Monday 21 February 2011

What day is it?

When I was working full time I never wanted to get up in the morning but now that I am retired I am invariably awake by 5.30 am. I read for half an hour or so and then the alarm (radio) comes on, I listen to the news then I get up.

Currently I am reading an Ed McBain Omnibus edition of 87th Precinth stories and appropriately enough this mornings chapter went like this:

"MONDAY MORNING CAME.

It aways does.

On Monday morning you sit back and take a look at things, and things look lousy. That's a part of Monday, the nature of the beast. Monday should be a fresh beginning, a sort of road-company New Year's Day. But, somehow, Monday is only and always a continuation, a familiar awakening to a start which is really only a repetition. There should be laws against Monday mornings.

Nobody likes Monday morning. It was invented for hangovers. But Monday is Monday and legislation will never change its personality. Monday is Monday, and it stinks."

The great thing about retirement is that you don't have Mondays. They don't exist. In fact you don't have days of the week. You don't have weekends. You just have a brand new day.

Except Saturday afternoons of course which brings me on to the subject of football (again!).

Having crept up to 2nd in the league after a succession of back to back wins, two weeks ago the young allotmenteer and I witnessed a well below par midweek home performance, losing to 10 men Boreham Wood 1-0 which included our top scorer blasting a penalty, a la Wilkinson, miles over the bar. Strangely Boro have struggled to beat 10 man teams of late and in one case didn't score until 10 minutes from the end having played the entire 2nd half against 9 men at home.

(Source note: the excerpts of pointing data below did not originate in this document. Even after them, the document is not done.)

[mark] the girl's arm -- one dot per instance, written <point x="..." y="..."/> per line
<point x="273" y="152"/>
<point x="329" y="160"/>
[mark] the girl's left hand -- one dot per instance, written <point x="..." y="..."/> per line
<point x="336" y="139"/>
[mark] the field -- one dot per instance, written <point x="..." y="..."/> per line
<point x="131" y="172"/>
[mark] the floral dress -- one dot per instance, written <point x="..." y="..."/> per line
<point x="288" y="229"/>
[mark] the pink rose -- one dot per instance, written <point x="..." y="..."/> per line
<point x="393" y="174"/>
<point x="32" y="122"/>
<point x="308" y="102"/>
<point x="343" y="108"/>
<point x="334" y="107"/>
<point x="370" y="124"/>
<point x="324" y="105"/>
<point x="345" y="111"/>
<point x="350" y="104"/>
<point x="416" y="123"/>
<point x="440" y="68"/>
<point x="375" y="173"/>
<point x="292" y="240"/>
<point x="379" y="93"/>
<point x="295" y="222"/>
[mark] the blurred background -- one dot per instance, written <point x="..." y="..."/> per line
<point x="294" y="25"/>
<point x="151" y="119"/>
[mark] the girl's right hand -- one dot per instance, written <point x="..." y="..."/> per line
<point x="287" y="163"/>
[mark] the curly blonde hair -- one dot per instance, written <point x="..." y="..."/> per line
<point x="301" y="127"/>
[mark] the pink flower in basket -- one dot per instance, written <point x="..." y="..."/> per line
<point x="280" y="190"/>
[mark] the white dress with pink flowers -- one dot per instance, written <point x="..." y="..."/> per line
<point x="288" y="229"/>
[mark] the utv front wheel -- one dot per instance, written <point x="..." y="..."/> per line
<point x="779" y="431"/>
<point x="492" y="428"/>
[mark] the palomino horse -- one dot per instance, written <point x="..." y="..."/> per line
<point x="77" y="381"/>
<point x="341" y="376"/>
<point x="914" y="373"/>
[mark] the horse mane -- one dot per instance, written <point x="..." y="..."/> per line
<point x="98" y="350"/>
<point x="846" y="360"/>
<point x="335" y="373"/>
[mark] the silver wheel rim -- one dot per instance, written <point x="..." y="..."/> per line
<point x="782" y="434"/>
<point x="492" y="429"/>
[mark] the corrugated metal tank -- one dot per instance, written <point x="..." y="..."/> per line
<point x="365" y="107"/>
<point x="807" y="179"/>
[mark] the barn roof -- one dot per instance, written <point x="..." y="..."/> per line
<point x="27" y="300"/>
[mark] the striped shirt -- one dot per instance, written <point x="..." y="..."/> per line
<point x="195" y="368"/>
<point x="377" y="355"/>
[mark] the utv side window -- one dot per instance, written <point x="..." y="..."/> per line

The sendings of were no more bizarre than that of the Ebbsfleet keeper a couple weeks ago who saw red after 10, yes TEN, seconds, see excerpt from the BBC website:

Web stardom befalls

Ebbsfleet keeper

Preston Edwards

Ebbsfleet goalkeeper Preston Edwards has become a web sensation after his sending off against Farnborough.

Footage of the 21-year-old's dismissal after only 10 seconds has attracted over 450,000 hits on video-hosting website YouTube.

Edwards saw red in the Blue Square Bet South match on 5 February, which his side went on to lose 3-0.

"I'd like to be known for better, different reasons, but it's happened," Edwards told BBC Radio Kent.

"I've got to take it on the chin. At least I've got something in history."

Edwards' sending off is not the quickest ever - Chippenham striker David Pratt was sent off against Bashley after just 3 seconds in 2008 - but is thought to be the fastest red card for a goalkeeper.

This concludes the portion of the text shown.